As we noted in our iPhone 4S review 1080p video can end up consuming a lot of space, so perhaps due to upload concerns Apple decided to focus on pictures with Photo Stream. After all, even a decent WiFi connection might require several minutes to get a 5-minute 1080p video uploaded to the cloud, and downloaded back on other devices. Yet a third-party app for the iPhone and iPad, Video Stream, aims at providing iOS 5 users with a way to store videos in iCloud and push them effortlessly to all their iCloud-connected devices.
Video Stream is a $0.99 download from the App Store, and it runs on the iPhone and iPad. The concept is simple: you can manually import videos from your Camera Roll (or shoot new ones directly into Video Stream) and the app will start uploading them to iCloud. Once it's done, the videos will begin showing up on other devices running Video Stream, like an iPad. And because the system is based on iCloud's Documents & Data, files will unsurprisingly become visible on a Mac as well (though the developers say that a native Mac app is also in the works). Video Stream is a third-party app, so videos won't be automatically uploaded after they've been recorded with an iPhone or iPad: you'll need to import them into the Video Stream app.

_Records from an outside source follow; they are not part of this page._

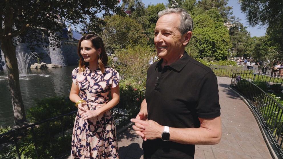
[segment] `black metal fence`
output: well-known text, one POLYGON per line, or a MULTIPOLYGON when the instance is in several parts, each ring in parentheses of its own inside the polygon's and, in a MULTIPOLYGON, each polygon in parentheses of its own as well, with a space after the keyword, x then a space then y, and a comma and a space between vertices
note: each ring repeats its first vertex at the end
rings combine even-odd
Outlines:
MULTIPOLYGON (((121 98, 118 104, 112 109, 117 127, 136 117, 144 98, 145 92, 143 90, 121 98)), ((64 157, 69 154, 74 121, 77 111, 0 134, 0 152, 3 152, 4 148, 10 145, 11 148, 15 149, 19 159, 23 153, 33 158, 64 157)), ((0 156, 2 154, 0 152, 0 156)))
POLYGON ((256 76, 252 74, 233 74, 230 86, 251 104, 252 111, 262 122, 264 129, 269 132, 278 149, 282 153, 283 107, 262 89, 248 80, 255 80, 256 76))
POLYGON ((249 78, 252 80, 257 80, 265 82, 268 85, 273 84, 279 84, 282 85, 283 83, 283 76, 280 75, 279 72, 272 74, 271 72, 262 74, 259 71, 249 71, 243 70, 221 68, 211 68, 217 76, 232 77, 233 74, 240 74, 242 77, 245 77, 245 79, 249 78))

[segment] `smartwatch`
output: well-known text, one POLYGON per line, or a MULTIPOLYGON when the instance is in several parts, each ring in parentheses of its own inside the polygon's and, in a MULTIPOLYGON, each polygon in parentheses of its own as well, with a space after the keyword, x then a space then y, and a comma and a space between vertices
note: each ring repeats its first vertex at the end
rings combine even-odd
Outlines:
POLYGON ((170 133, 169 132, 169 127, 164 126, 164 131, 161 133, 161 139, 165 141, 168 141, 170 139, 170 133))

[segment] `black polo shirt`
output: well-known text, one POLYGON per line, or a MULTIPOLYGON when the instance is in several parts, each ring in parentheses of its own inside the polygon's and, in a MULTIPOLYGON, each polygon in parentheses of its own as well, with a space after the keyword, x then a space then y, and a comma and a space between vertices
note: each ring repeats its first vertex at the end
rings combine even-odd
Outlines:
MULTIPOLYGON (((148 120, 171 127, 198 128, 198 118, 220 116, 217 79, 211 69, 185 52, 163 69, 162 62, 155 62, 147 70, 148 120)), ((142 147, 145 158, 193 158, 195 153, 194 145, 160 139, 144 141, 142 147)))

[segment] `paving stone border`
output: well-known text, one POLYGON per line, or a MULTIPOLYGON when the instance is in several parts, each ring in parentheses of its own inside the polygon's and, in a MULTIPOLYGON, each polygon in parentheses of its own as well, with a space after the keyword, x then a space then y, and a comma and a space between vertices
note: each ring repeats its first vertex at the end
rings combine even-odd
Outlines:
POLYGON ((236 90, 230 87, 228 88, 239 96, 240 98, 247 105, 249 109, 250 109, 252 115, 253 115, 254 118, 258 125, 260 131, 261 132, 262 134, 263 138, 266 143, 267 147, 269 150, 269 151, 272 158, 274 159, 282 158, 283 157, 282 156, 282 154, 278 149, 275 143, 272 138, 270 137, 271 135, 270 133, 262 127, 262 126, 263 126, 262 121, 261 121, 261 120, 260 120, 259 119, 260 118, 258 117, 258 115, 252 111, 253 109, 252 106, 252 104, 246 100, 244 97, 242 95, 236 90))

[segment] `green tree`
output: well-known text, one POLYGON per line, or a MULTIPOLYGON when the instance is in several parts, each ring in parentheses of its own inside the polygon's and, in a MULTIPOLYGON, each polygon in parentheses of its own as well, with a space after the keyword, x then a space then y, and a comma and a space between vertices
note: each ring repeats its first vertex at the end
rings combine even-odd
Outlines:
POLYGON ((228 24, 231 25, 229 29, 229 34, 231 48, 234 48, 233 50, 235 52, 234 56, 250 56, 251 46, 253 41, 250 34, 246 29, 247 27, 244 26, 240 22, 240 20, 239 18, 232 17, 230 18, 231 22, 228 24))
POLYGON ((241 9, 252 27, 266 25, 268 39, 283 50, 283 1, 280 0, 240 0, 241 9))
MULTIPOLYGON (((223 25, 221 15, 215 9, 193 17, 195 28, 190 46, 201 58, 224 60, 229 47, 229 30, 223 25)), ((192 52, 193 54, 195 53, 192 52)))
POLYGON ((119 73, 125 79, 134 81, 134 85, 145 86, 149 60, 155 55, 153 48, 147 44, 147 41, 144 38, 140 43, 129 46, 116 54, 119 73))
POLYGON ((144 4, 141 0, 124 0, 121 7, 130 16, 137 17, 145 14, 144 4))
MULTIPOLYGON (((15 126, 26 122, 20 88, 15 44, 46 39, 42 38, 42 35, 39 38, 32 34, 29 36, 28 33, 33 29, 45 32, 45 35, 50 35, 51 39, 58 42, 60 33, 65 26, 59 23, 58 15, 75 26, 80 26, 83 31, 99 31, 98 27, 102 22, 97 13, 102 12, 104 16, 111 12, 119 12, 118 3, 118 0, 0 1, 1 47, 7 66, 15 126)), ((58 43, 50 44, 58 46, 58 43)))
POLYGON ((197 6, 204 11, 217 9, 225 22, 228 21, 230 15, 232 14, 232 7, 227 6, 229 0, 202 0, 198 1, 197 6))
POLYGON ((104 20, 106 25, 101 36, 109 51, 138 44, 145 36, 142 25, 128 16, 114 15, 106 17, 104 20))

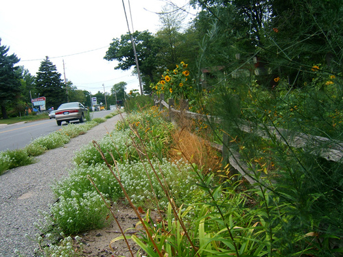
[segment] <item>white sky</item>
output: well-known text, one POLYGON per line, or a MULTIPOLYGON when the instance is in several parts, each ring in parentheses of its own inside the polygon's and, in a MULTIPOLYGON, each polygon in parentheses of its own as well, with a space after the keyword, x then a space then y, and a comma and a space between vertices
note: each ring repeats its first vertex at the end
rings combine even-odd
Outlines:
MULTIPOLYGON (((182 6, 187 0, 172 0, 182 6)), ((128 0, 124 0, 131 32, 128 0)), ((156 33, 164 0, 130 0, 134 30, 156 33)), ((8 0, 1 1, 1 45, 10 47, 32 75, 49 56, 64 79, 78 89, 92 94, 110 92, 118 82, 128 83, 127 91, 139 90, 130 71, 115 70, 117 62, 104 60, 113 38, 127 33, 121 0, 8 0), (83 53, 77 54, 79 53, 83 53), (56 58, 58 57, 58 58, 56 58)))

An obvious caveat of video is that even a couple of minutes can generate a large file. For this reason Video Stream needs to compress a video before it's uploaded, and the app offers three options: Low, Medium and High quality. For instance, I chose "High" for a 1080p video I shot with my iPhone 4S, and I ended up with the following video information on my Mac (for a 28.7 MB video file).
Video Stream isn't a permanent solution to store your video library in the cloud (just like you shouldn't use Apple's Photo Stream to build your personal photo library), but it gets its job done. Which means easily pushing videos across devices and offering options to reduce file size, thus cutting upload times in half.
Video Stream is $0.99 in the App Store.